Yeats and Whitman lovers may not get the Recipe.
But
that’s OK with Priest and 337, the two Kansas City hip-hop poets who
make up the duo. Theodore Hughes, 44, and Desmond Jones, 34, grew up in
the inner city, and they know they’ve taken what Robert Frost called the
road less traveled.
The two use poetic verse for performance
activism, appearing at events in the city and traveling the country to
rant theatrically on nuclear arms, West Bank occupation, gay rights,
minority issues, gang violence and even the Power & Light District’s
dress code.
“If it’s unjust, we’re going to talk about it,”

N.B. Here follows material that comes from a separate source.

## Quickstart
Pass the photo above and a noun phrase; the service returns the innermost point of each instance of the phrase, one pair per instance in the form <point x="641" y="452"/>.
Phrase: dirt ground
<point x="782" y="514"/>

Hughes said. “It’s not about our careers. It’s about what’s wrong. We
know some people hate what we do.”
He paused: “But they’re listening.”
Earlier
this month, while nuclear weapons protesters were getting tossed from a
City Council meeting, the Recipe was across the street in Ilus Davis
Park slamming the United States for not drawing down its nuclear
arsenal. Their rhyme included these lines:
“An underhanded bandit,
trying to big brother the planet,
checking pockets
and pointing rockets.
Courting doubt.
Disarmament’s what’s this all about.
The U.S. acts like Napoleon on the block,
trying to see what the competition got.”